Les exemples des récents succès de l’automatisation et de l’IA se multiplient : les taxis autonomes, comme Lyft à Boston ; la prévention des suicides grâce à leur détection sur les messages Facebook, la prédiction (réussie) de la personne de l’année au magazine Time, la découverte de nouvelles exoplanètes dans un partenariat Google-NASA, etc. Comme le souligne Olivier Ezratty dans son post, l’intelligence artificielle n’est pas un produit. Il n’y a pas de logiciels d’intelligence artificielle mais des solutions d’intelligence artificielle très variées qui s’appuient sur plusieurs dizaines de briques logicielles différentes qui vont de la captation des sens, notamment audio et visuels, à l’interprétation des informations, au traitement du langage et à l’exploitation de grandes bases de données et de connaissances structurées ou non structurées.

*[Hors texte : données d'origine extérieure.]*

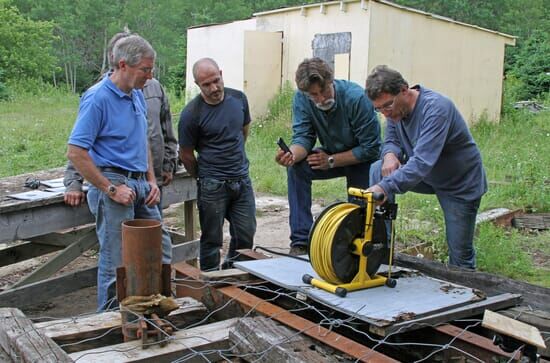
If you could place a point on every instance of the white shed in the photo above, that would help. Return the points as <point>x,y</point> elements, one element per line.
<point>258,55</point>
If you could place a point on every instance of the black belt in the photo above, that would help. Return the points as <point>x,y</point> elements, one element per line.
<point>126,173</point>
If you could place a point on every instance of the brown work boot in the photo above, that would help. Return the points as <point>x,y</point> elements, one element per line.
<point>298,250</point>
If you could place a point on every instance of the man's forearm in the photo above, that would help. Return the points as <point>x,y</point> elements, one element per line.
<point>345,158</point>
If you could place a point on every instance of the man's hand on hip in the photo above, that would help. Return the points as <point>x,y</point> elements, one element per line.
<point>390,164</point>
<point>284,159</point>
<point>167,177</point>
<point>74,198</point>
<point>154,195</point>
<point>123,195</point>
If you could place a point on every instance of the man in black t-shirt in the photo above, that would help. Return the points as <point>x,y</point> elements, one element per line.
<point>215,124</point>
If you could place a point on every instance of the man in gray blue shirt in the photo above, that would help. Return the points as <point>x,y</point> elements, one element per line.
<point>429,149</point>
<point>338,115</point>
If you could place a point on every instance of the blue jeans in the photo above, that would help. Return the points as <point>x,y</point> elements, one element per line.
<point>109,216</point>
<point>460,221</point>
<point>299,177</point>
<point>218,200</point>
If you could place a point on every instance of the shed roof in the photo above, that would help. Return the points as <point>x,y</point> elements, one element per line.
<point>511,40</point>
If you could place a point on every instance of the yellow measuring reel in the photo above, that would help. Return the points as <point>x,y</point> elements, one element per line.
<point>341,243</point>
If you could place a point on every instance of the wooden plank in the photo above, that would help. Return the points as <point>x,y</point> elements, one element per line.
<point>491,284</point>
<point>49,288</point>
<point>231,275</point>
<point>479,346</point>
<point>494,302</point>
<point>27,223</point>
<point>183,344</point>
<point>24,343</point>
<point>533,221</point>
<point>21,220</point>
<point>263,340</point>
<point>64,284</point>
<point>65,237</point>
<point>24,251</point>
<point>513,328</point>
<point>311,329</point>
<point>537,318</point>
<point>62,259</point>
<point>68,332</point>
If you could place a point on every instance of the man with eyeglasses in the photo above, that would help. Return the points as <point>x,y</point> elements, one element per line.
<point>428,149</point>
<point>338,115</point>
<point>109,147</point>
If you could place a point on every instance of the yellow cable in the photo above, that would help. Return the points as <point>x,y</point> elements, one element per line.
<point>322,238</point>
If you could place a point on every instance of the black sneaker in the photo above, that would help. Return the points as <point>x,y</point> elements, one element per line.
<point>298,250</point>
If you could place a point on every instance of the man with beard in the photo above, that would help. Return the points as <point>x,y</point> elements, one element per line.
<point>108,146</point>
<point>338,115</point>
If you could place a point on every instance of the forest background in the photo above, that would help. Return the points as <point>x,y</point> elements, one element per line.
<point>63,42</point>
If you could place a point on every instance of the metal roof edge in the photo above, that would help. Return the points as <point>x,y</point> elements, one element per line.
<point>511,38</point>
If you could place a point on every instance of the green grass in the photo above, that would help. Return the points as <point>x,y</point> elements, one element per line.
<point>516,152</point>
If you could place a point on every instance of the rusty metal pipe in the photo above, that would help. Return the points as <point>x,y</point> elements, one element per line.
<point>142,256</point>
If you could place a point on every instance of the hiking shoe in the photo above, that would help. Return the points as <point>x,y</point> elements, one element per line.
<point>298,250</point>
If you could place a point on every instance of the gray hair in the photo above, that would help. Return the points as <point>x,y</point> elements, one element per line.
<point>202,61</point>
<point>313,71</point>
<point>132,49</point>
<point>383,79</point>
<point>112,43</point>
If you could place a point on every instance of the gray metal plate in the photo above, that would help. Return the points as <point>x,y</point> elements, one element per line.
<point>414,296</point>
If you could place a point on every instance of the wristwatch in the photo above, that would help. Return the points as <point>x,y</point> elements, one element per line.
<point>331,162</point>
<point>111,190</point>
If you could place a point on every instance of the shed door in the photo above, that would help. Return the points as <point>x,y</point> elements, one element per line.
<point>262,68</point>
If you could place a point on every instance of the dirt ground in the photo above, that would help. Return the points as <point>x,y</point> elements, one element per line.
<point>272,232</point>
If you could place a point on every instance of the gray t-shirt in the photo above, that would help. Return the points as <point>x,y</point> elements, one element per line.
<point>216,133</point>
<point>439,148</point>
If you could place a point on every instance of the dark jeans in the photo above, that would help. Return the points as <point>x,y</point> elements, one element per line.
<point>460,221</point>
<point>299,178</point>
<point>219,200</point>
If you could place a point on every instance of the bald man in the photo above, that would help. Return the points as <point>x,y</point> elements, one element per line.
<point>215,124</point>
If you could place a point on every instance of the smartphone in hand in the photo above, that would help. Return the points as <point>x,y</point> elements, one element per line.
<point>283,145</point>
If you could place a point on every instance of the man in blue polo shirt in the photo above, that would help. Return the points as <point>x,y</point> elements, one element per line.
<point>428,149</point>
<point>338,115</point>
<point>108,146</point>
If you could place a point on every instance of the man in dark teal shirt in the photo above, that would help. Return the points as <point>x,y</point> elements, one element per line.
<point>338,115</point>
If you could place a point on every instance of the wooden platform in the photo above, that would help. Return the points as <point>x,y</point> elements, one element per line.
<point>231,315</point>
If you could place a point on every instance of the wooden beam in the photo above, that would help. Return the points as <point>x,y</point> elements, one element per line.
<point>64,284</point>
<point>481,347</point>
<point>24,343</point>
<point>311,329</point>
<point>49,288</point>
<point>516,329</point>
<point>62,259</point>
<point>212,337</point>
<point>476,308</point>
<point>68,332</point>
<point>41,220</point>
<point>262,339</point>
<point>24,251</point>
<point>491,284</point>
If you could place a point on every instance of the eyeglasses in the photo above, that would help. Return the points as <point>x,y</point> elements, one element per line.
<point>386,106</point>
<point>147,70</point>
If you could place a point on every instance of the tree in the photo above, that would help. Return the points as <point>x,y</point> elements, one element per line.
<point>26,46</point>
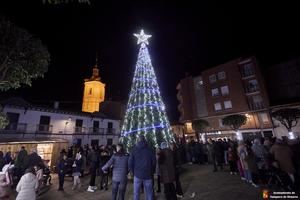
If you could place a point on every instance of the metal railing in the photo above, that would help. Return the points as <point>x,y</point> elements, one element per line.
<point>256,105</point>
<point>252,88</point>
<point>96,130</point>
<point>16,127</point>
<point>44,128</point>
<point>79,129</point>
<point>248,72</point>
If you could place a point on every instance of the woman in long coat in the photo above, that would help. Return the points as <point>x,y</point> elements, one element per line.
<point>283,154</point>
<point>27,186</point>
<point>5,190</point>
<point>167,171</point>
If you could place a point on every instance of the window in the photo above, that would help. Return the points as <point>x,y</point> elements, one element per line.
<point>221,125</point>
<point>224,90</point>
<point>215,92</point>
<point>257,99</point>
<point>13,119</point>
<point>264,118</point>
<point>199,84</point>
<point>221,75</point>
<point>252,86</point>
<point>212,78</point>
<point>248,70</point>
<point>218,106</point>
<point>227,104</point>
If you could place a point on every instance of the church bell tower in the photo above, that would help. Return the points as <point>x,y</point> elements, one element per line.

Combinée avec une voix de synthèse, Chaï, une application d’intelligence artificielle permet d’écouter sur son téléphone mobile la suite d’un livre papier à l’endroit exact où l’on s’est arrêté. Cette application convient plus à un documentaire qu’à un ouvrage de fiction. Idéal pour réviser ses cours dans les transports en commun ! Les fichiers audios comportent des dictionnaires qui enrichissent le texte, en transformant par exemple les sigles et acronymes en termes développés. Et comme le confirme Alexis Botaya, qui présentait ce produit au salon HumainxMachines, aucun problème de droit d’auteur en raison d’un accord avec les éditeurs : le traitement s’effectuant à partir du fichier de l’ouvrage avant son impression et le client doit avoir acheté le livre papier.

Au Japon, l’entreprise Tasei se propose de lutter contre le surmenage de ses employés en leur envoyant des drones bourdonner autour d’eux et leur jouer « Auld Lang Syne », la chanson écossaise qui signale au Japon la fermeture des magasins … Comme l’explique Nelly Lesage dans Numérama, les Japonais peuvent effectuer plus de 80h d’heures supplémentaires par mois ! Le modèle T-Frend est doté d’une caméra qui surveille le comportement des employés et se déclenche quand ils dépassent les horaires. Pour une fois, la surveillance est utilisée pour le bien-être des travailleurs !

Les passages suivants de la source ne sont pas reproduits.